Clustering Downstream SNR Time Series For Better Visualization

 

Look at the picture on the left. Do you see anything? Probably, not.

The goal of this exercise is to find a smart way to group the SNR data over time of many channels belonging to a single cable modem dynamically to make visualization better: for example, have 24 lines appear as roughly 5-8 grouped lines that can be drilled down on.

For this, we use DBSCAN with custom metrics. DBSCAN can be parameterized in a few ways, but the main ones are its two hyperparameters: epsilon and min_pts. Another quite important option is the metric used. It turns out, epsilon and metric are the two main parameters to look out for, especially in higher dimensional data. In our case we are clustering lines, so we are working in two dimensions.

The main use of DBSCAN is for cases where a fixed set of clusters doesn't make sense. For instance, when using k-means or similar, the number of clusters is pre-defined. Since the densities of the SNR data vary a lot across modems, we end up with both very well clustered modems, but also with very bad looking ones. DBSCAN is able to find clusters based on the density by looking at neighbors and appending them to the current cluster given a set of constraints (minimum amount of points and distance). It goes point by point, denoting some of them as 'core' points, if they have enough (min_pts) neighbors in a certain range (epsilon). In our case, a single 'point' is actually a whole line, and the metric is defined between lines.

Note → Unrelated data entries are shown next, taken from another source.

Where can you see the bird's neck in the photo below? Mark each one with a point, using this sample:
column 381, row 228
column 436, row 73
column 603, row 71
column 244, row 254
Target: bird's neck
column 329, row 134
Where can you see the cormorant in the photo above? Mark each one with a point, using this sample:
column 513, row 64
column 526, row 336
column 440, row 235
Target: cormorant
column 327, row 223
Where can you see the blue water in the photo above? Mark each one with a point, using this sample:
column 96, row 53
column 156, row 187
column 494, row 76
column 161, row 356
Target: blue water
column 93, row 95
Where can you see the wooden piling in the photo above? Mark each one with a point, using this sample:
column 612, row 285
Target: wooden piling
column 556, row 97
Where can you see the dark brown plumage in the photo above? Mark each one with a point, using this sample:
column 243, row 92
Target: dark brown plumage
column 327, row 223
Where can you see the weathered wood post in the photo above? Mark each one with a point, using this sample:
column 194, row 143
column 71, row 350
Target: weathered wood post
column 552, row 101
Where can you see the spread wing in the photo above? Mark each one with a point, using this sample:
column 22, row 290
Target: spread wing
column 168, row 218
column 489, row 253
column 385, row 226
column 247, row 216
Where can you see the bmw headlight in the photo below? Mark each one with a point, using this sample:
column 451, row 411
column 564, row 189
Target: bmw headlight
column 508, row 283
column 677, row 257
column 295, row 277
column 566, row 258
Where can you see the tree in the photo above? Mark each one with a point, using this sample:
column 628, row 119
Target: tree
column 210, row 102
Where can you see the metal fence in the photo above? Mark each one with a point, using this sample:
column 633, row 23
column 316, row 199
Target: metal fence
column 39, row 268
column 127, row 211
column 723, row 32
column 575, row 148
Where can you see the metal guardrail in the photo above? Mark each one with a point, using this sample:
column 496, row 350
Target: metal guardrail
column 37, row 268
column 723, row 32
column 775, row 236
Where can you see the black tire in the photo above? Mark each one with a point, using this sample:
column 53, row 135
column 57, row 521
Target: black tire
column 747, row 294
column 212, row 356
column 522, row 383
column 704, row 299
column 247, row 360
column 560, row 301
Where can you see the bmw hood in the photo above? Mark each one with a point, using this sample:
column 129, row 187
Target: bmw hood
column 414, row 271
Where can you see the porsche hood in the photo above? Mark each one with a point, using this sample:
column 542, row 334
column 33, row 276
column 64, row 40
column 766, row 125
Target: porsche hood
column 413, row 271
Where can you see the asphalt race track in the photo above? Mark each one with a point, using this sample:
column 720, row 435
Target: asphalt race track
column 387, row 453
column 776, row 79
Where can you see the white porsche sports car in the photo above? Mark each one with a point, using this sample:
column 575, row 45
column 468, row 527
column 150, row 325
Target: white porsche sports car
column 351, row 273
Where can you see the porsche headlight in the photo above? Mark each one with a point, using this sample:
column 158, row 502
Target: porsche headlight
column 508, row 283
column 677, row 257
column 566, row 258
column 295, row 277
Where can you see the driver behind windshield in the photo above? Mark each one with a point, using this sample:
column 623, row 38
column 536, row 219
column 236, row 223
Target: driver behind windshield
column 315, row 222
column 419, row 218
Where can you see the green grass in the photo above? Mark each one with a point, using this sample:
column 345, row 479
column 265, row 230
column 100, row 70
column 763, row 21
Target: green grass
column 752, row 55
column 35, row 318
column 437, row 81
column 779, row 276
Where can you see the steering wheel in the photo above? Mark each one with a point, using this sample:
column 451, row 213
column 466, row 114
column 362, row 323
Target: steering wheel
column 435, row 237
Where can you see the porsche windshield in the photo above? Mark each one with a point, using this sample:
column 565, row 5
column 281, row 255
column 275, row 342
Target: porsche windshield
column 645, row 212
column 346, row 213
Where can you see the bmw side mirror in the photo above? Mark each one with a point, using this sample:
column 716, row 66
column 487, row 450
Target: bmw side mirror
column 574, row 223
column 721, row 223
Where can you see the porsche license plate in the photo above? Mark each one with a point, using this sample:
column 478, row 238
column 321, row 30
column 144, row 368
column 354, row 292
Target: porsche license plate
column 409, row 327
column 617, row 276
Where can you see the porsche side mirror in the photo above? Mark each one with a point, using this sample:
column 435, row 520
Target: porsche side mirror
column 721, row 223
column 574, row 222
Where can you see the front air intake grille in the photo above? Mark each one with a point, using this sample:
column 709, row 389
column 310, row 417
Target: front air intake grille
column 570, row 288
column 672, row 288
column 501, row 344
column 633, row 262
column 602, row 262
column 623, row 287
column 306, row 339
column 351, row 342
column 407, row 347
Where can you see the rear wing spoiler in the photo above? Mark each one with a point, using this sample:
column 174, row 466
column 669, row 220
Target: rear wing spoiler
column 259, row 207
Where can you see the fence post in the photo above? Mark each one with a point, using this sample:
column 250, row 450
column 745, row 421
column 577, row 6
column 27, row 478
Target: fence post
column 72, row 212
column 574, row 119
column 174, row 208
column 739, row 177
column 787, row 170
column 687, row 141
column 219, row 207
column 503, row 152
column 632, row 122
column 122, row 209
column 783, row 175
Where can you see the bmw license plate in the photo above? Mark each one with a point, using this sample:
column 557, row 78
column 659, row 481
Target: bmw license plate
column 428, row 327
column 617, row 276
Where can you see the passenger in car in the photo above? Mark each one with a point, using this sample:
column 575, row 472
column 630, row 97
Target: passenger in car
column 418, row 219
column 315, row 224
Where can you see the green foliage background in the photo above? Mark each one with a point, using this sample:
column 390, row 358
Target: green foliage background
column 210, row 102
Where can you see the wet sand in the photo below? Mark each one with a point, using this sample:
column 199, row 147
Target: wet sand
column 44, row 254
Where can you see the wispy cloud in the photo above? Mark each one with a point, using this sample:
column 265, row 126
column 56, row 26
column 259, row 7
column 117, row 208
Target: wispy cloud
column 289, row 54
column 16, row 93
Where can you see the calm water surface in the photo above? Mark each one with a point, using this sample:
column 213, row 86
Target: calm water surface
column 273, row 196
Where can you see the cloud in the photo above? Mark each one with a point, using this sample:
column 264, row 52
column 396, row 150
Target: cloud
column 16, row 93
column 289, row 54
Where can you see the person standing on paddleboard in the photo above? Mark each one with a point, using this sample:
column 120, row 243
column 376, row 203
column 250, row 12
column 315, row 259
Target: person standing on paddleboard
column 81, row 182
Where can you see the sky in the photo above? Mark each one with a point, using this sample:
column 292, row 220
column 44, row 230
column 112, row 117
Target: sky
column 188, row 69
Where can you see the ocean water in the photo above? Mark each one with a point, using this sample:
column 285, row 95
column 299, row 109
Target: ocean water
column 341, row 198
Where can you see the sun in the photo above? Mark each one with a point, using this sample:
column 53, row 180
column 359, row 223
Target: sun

This is where epsilon comes in. It obviously needs to be fitted to the metric and the data, and it ultimately controls the amount of clusters you end up with. The issue we have here is that different modems have different densities (note: OPTICS, which is very closely related to DBSCAN and based on it, is able to find clusters of different densities, but we did not look into it since our approach already worked), i.e. some modems have a SNR range of 40 to 45, while others have a range of 42 to 43. An epsilon that works well in the first case, likely will not work well in the second one.

Now, we tried multiple metrics and ended up with an extremely steep one. Below you can see a few candidates and how the different roots behave over different values.

A widely used metric is the mean squared error (MSE), which is kind of similar looking to the ones presented here. However, it punishes outliers heavily, and this is something we do not want here: two lines that are equal in all points except for one that is extremely far off would have a large MSE. Such outliers inflate the distance between two candidate lines far too much. We discourage these outliers by using a much steeper metric. Observe in the figure above how steep x**0.05 is. In this figure, x is the distance between two points of two candidate lines. At some point (>0.1) the distance does not change that much any more. This steep metric works since we know our data to be in a very tight range (for example, a SNR between 43 and 44).

As for epsilon, we came up with a trick. We used the average of the pairwise distances of all lines as our epsilon and thus made it dynamic. And it worked remarkably well!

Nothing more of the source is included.